There are a number of railway stations in Bristol, all which are operated by National Rail. Bristol Temple Meads Railway station is the busiest railway hub in the city. It has lines run by CrossCountry, First Great Western and South West Trains, connecting Bristol to Manchester, London Paddington, York, Southampton and London Waterloo, among other cities. For railway connections to Wales, head to the Bristol Parkway station in the suburb of Stoke Gifford. From here, you can get on First Great Western’s South Wales Main Line.
Licensed taxis in Bristol run on the meter, with rates set by the city council. Daytime rates start at £2.60 and then go up by £0.20 every 200 metres thereafter, while rates between 19:00 and 23:00 start at £3.20. If you take a taxi after 23:00, expect to pay upwards of £3.40 from the off. Private taxis are also available for hire to take travellers to destinations outside of the city centre or to Bristol Airport.
Buses in Brighton are plentiful, although they are not the cheapest way of getting around. Buses 8 and 9 are the most convenient for visitors. National Express operates buses from Bristol Bus and Coach Station to London, as well as to other cities throughout the UK, while Megabus offers budget coaches to the London Victoria coach station.
Bus tickets for public routes can be purchased on the bus, at a PayPoint outlet or at the First Travel Shop, located at the bus station. Single journey tickets within the city centre and the Greater Bristol area cost around £4 per person or £8.50 per family of five, while a 10-ticket package is just £23.50. Tickets for the CitySightseeing bus cost £12 for a single day ticket or £26 for a family ticket. They can be bought online or directly from the driver.
Bristol is well connected to the rest of England and Wales, making it a great choice of holiday destination. There is a wealth of stunning scenery and historical sites close by, and the city’s great road network means that there are plenty of options for daytrips. Beaches, national parks, historical landmarks and areas of outstanding beauty are all within close proximity, offering great drives to those that want to escape this lively city.
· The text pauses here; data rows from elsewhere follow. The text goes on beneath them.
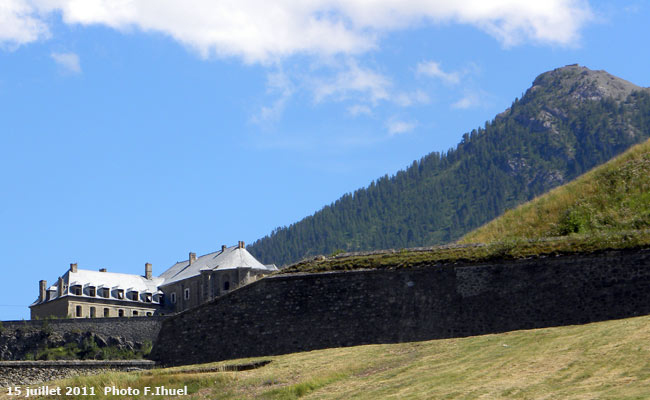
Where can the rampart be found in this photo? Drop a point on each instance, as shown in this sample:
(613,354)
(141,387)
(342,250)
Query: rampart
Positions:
(15,373)
(288,313)
(20,338)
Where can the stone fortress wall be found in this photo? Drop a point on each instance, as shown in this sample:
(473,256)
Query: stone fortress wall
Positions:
(136,329)
(289,313)
(18,339)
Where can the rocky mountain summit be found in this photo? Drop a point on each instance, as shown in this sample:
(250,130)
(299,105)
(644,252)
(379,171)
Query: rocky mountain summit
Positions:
(570,120)
(577,83)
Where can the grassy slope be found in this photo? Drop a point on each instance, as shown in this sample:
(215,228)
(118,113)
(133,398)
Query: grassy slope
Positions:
(606,208)
(613,197)
(605,360)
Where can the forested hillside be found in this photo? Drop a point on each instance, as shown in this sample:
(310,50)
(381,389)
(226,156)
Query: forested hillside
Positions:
(612,198)
(569,121)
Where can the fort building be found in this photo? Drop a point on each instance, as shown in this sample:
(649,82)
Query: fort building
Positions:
(81,293)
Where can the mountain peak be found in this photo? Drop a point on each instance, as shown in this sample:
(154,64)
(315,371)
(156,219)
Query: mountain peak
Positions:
(581,83)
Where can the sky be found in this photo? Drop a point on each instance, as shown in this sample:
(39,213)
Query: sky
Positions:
(136,131)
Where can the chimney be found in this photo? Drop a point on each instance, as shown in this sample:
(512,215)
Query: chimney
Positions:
(42,286)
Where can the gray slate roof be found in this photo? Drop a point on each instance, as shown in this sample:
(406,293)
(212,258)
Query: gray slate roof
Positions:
(231,258)
(109,280)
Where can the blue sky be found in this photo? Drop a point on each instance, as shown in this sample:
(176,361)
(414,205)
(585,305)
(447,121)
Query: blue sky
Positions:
(137,131)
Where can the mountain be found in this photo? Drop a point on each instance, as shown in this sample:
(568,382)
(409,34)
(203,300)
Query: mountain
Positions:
(569,121)
(613,197)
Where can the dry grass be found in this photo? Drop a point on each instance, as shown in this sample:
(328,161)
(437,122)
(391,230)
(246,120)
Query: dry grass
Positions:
(605,360)
(612,197)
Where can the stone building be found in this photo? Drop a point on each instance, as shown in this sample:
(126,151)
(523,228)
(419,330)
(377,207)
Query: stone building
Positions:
(83,293)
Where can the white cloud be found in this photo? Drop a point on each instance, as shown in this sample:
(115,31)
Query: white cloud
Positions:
(359,109)
(19,24)
(409,99)
(266,31)
(398,127)
(278,84)
(432,69)
(69,61)
(353,81)
(470,100)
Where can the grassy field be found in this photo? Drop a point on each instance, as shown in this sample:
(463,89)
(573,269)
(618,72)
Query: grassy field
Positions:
(605,360)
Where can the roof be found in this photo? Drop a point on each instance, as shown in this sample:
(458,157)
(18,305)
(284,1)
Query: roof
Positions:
(112,280)
(229,258)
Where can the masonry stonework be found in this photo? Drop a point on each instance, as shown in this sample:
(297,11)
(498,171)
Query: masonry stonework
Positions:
(288,313)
Bath - The historic Roman city of Bath sits just 12 miles southwest of Bristol and is a phenomenal place to spend a day. It is arguably one of the UK’s most beautiful cities, famous for its Roman baths, magnificent cathedral and historical Theatre Royal. Bath is also home to a number of museums, art galleries parks and golf courses.
The Wye Valley - This is an area of outstanding beauty in Wales, sitting just on the other side of the River Severn. The entire area is accessible by car, making for a stunning excursion for those seeking striking natural scenery. The area’s wide variety of landscapes makes for fantastic photographs, while the castles and abbeys are also unforgettable. While here, don’t miss the impressive 13th century Tintern Abbey and the lovely Chepstow Castle.
Exmoor National Park - Has a wealth of things to offer visitors, including woodland, moorland, valleys and high cliffs overlooking the Bristol Channel. The park consists of 267 square miles of breathtaking landscapes, with plenty of opportunity to catch sight of a variety of wildlife. Visit sleepy villages, go on scenic walks, explore a castle or just enjoy the picturesque views.
Weston-super-Mare - This is the closest beach resort to the city and a great place to escape to on a hot summer day. Weston Bay is the biggest draw, although there is also plenty to do here for those not wishing to work on their tans. Check out the Wheel of Weston, the Helicopter Museum, the Seaquarium and the Grand Pier.